Why again?

AtItAgain

Greenlighter
Joined
Mar 30, 2017
Messages
2
hey guys. i am new here. i am looking for support in rough times. i've been a long time reader of posts on this website.. never had the balls to join. but here i am now.

where do i begin? it all started back when i was a teen. pills are my DOC. i started out snorting, thanks to my surroundings. i wasn't instantly hooked. i could control myself. a couple years later, it all went down hill from there. i found myself spending all my money on the shit. never got a proper script. no drs to blame. in Jan of 2015 i got clean. went cold turkey. it was ruining my life. later that year i found out i was pregnant. things were great. i had my son, got my tubes tied and then it happened. my uterus is bad. long story short, my obgyn has been prescribing me perc 5's for the last several months. my body became dependent and here i am again. physically and mentally addicted. i ran out of my script and my dr is on vacation right now. so im left out in the cold. my boyfriend bought me 6 vic 10s, at a whopping 9 dollars a piece. i am ashamed. these will only last until tomorrow..then what? all i wanna do is lay down and cry. not worry about anything. idk what im really looking for here.. words or encouragement? i have surgery (hysterectomy) apr 4th. after that, im done for good.

thanks for listening.
 
welcome to bluelight. terrible being addicted to a substance that you need therapeutically. wishing you and your family the best.
 
I think you need to see a new doctor and get yourself started on a taper.

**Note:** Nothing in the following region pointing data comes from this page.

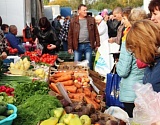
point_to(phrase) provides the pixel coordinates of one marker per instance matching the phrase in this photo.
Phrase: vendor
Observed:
(46, 36)
(13, 40)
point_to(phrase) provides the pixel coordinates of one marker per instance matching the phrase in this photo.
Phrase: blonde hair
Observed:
(12, 29)
(143, 40)
(137, 14)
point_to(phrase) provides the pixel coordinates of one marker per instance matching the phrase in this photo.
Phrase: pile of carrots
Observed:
(76, 91)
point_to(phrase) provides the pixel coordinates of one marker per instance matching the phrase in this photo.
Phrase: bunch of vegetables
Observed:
(4, 111)
(76, 90)
(48, 59)
(28, 89)
(58, 117)
(36, 108)
(38, 58)
(33, 55)
(8, 90)
(13, 50)
(96, 116)
(6, 99)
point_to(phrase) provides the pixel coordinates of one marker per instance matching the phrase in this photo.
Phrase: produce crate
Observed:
(98, 81)
(64, 55)
(72, 66)
(9, 119)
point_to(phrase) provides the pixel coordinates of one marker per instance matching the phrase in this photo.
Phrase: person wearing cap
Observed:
(83, 36)
(3, 44)
(105, 66)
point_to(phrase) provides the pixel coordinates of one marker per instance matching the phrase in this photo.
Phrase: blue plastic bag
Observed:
(112, 89)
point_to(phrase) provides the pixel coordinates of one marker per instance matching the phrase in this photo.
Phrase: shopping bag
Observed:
(112, 89)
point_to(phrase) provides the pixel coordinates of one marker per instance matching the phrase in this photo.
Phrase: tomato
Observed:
(11, 51)
(48, 46)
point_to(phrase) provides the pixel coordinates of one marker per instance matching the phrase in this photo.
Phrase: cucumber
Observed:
(2, 117)
(3, 109)
(8, 112)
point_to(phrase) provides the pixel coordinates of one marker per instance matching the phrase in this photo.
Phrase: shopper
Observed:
(3, 43)
(146, 48)
(5, 29)
(63, 36)
(126, 66)
(83, 35)
(154, 8)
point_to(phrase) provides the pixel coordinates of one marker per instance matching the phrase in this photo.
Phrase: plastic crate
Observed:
(9, 119)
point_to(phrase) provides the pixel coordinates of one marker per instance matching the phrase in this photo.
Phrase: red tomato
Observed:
(15, 50)
(48, 46)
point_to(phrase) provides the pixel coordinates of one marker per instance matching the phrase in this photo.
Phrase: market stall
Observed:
(67, 93)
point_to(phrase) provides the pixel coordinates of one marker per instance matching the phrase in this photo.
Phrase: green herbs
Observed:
(28, 89)
(35, 109)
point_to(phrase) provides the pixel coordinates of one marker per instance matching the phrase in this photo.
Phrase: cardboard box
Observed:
(71, 66)
(10, 59)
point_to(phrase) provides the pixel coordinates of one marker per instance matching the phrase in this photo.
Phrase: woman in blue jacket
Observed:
(128, 70)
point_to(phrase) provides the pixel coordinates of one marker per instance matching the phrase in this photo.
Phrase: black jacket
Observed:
(47, 37)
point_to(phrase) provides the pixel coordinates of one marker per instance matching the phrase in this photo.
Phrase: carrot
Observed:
(71, 88)
(90, 101)
(87, 91)
(78, 85)
(63, 78)
(80, 90)
(67, 83)
(93, 95)
(54, 88)
(75, 95)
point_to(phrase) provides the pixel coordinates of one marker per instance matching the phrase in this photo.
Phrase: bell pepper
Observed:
(57, 112)
(67, 118)
(60, 124)
(61, 119)
(50, 121)
(75, 121)
(85, 119)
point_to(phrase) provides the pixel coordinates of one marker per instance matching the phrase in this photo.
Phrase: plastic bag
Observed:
(147, 104)
(112, 89)
(117, 113)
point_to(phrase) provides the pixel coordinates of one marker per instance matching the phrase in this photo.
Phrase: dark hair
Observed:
(0, 21)
(44, 23)
(59, 17)
(4, 26)
(81, 5)
(127, 11)
(154, 5)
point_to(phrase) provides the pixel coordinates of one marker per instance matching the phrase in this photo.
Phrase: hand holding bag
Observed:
(112, 89)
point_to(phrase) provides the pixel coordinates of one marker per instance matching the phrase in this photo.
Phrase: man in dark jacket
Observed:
(83, 35)
(13, 40)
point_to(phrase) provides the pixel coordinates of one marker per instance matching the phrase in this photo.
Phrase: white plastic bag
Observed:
(147, 104)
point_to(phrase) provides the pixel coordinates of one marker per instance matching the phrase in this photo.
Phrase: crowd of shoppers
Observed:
(131, 28)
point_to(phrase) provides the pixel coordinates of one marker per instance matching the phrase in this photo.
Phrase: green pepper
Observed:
(85, 119)
(61, 119)
(50, 121)
(57, 112)
(75, 121)
(60, 124)
(67, 118)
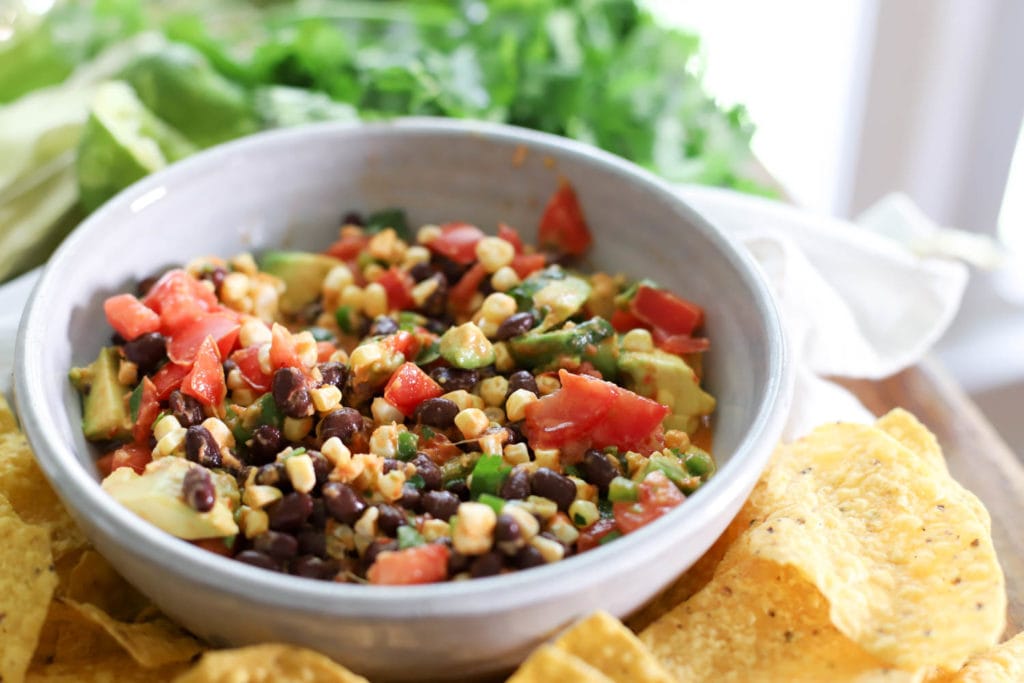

What specifically is wrong with your uterus? If you have had your tubes tied, is a hysterectomy not an option? A life of drug dependence is a miserable life not only for you but for your child as well. As difficult and daunting as it may seem to get off the percs (and any other pills) I know in your heart you want to. It can feel so overwhelming and impossible but take concrete steps, one at a time and keep your goal always in sight. The first step I think you should take is changing doctors and at least talking about alternatives to uterine pain. The second step would be to work with an addiction counselor if at all possible. What about a support group for parents trying to stop drugs? Any way you approach it, recovery is what you need to be focused on. Is your boyfriend using drugs?
 
I would look into suboxone.

It can do wonders and it also isn't as habit forming as other opiates. I was able to take suboxone when addicted for about a week and stop with no physical withdraw effects.

If you continue to use opiates, you will likely feed into the habit that you will struggle one day to break from. Can't last forever so I would look into other options instead of feeding the opiate addiction.

Maybe even find a clinic you can stay in for a week or so on a suboxone maintenance program.

You could also speak with your doctor directly about subutex which will provide pain relief with less addicting attributes.